The production of alkaline protease by Bacillus tequilensis FJSH2 isolated from Jiroft’s slaughterhouse wastes
Subject Areas : Microbial BiotechnologyArasto Badoei-dalfard 1 , Parvin Amiri 2 , Narjes Ramezanipour 3 , Zahra Karami 4 , Batool Ghanbari 5
1 - Assistant Professors, Department of Biology, Faculty of Sciences, Shahid Bahonar University of Kerman, Kerman, Iran.
2 - M.Sc., University of Payam-noor, Tehran, Iran.
3 - M.Sc., Department of Biology, Faculty of Sciences, Shahid Bahonar University of Kerman, Kerman, Iran.
4 - Assistant Professors, Department of Biology, Faculty of Sciences, Shahid Bahonar University of Kerman, Kerman, Iran.
5 - Lecturer, University of Payam-noor, Jiroft, Kerman, Iran.

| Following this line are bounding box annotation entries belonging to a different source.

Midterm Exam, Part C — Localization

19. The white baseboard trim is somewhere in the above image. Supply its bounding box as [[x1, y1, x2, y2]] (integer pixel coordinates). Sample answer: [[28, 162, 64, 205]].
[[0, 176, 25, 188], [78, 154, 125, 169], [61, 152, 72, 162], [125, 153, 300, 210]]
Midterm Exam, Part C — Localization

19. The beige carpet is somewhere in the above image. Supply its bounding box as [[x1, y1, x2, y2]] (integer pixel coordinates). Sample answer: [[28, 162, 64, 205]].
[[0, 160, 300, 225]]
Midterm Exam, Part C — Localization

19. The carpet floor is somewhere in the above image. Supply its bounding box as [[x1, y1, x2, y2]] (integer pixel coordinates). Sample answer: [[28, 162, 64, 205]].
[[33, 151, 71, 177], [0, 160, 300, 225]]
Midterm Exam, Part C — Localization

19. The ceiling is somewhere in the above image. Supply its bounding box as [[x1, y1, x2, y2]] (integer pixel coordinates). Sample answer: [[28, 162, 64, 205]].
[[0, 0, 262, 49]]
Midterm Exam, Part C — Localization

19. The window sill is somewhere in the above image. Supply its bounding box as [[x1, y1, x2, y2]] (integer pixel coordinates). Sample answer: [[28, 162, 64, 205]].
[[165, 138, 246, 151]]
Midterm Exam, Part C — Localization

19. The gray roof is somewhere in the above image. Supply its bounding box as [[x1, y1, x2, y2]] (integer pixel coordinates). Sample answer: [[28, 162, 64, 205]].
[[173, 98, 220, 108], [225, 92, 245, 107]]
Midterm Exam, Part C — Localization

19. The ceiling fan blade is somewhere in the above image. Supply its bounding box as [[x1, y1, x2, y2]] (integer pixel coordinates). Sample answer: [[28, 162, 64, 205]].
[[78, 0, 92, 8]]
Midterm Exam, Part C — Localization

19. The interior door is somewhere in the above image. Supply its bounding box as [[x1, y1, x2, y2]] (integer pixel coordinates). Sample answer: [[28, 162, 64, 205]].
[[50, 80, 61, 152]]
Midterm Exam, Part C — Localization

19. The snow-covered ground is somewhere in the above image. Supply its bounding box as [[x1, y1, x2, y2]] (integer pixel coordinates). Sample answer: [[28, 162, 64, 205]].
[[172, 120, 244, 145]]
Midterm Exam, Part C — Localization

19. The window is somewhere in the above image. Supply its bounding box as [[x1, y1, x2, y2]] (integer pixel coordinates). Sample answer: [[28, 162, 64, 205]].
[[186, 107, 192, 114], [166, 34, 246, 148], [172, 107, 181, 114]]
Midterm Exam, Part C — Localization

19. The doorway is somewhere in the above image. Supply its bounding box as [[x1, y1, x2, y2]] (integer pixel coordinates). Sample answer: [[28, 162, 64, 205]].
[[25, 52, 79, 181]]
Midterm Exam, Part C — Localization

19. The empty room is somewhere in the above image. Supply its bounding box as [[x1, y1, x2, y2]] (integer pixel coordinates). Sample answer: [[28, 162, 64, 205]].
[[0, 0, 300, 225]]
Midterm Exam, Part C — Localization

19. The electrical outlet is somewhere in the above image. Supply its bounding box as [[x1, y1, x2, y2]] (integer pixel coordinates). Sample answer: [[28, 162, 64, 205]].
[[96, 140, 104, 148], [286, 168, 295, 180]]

Keywords: Screening, Alkaline protease, Wastes, Bacillus tequilensis,
Abstract :
Background & Objectives: Proteases are the most applied industrial enzymes usable in several biotechnological industries. These enzymes include approximately 60% of enzyme marketing worldwide. Alkaline proteases are the most important enzymes which are stable in the presence of alkaline pH, surfactant and oxidizing agents. This study was aimed to isolate and identify the protease producing bacteria from slaughterhouse wastes in Jiroft. Materials & Methods: This cross - sectional study was performed on Jiroft’s slaughterhouse wastes. The protease producing strain was screened on the skim milk agar media. The 16S rRNA genes of the samples were obtained using PCR and sequencing. The protease enzyme was partially purified by ammonium sulphate precipitation, dialysis and ion exchange chromatography. Thereafter, The biochemical features of the enzymes were analysed. Results: The gene sequencing study showed that the isolated strain were 100 % similar to Bacillus tequilensis species. The purified protease showed maximum activity and stability in pH 9 and 40°C. Km and Vmax values were obtained based on Linewewr berg equation 6.77 mg/ml and 64.94 U/ml/min, respectively. Protease stability was improved about 1.8 and 2.4 folds in the presence of cyclohexane and DMSO, respectively. Conclusion: The activity and stability of this enzyme in alkaline pH and in the presence of organic solvents indicates its potential to be used in industries.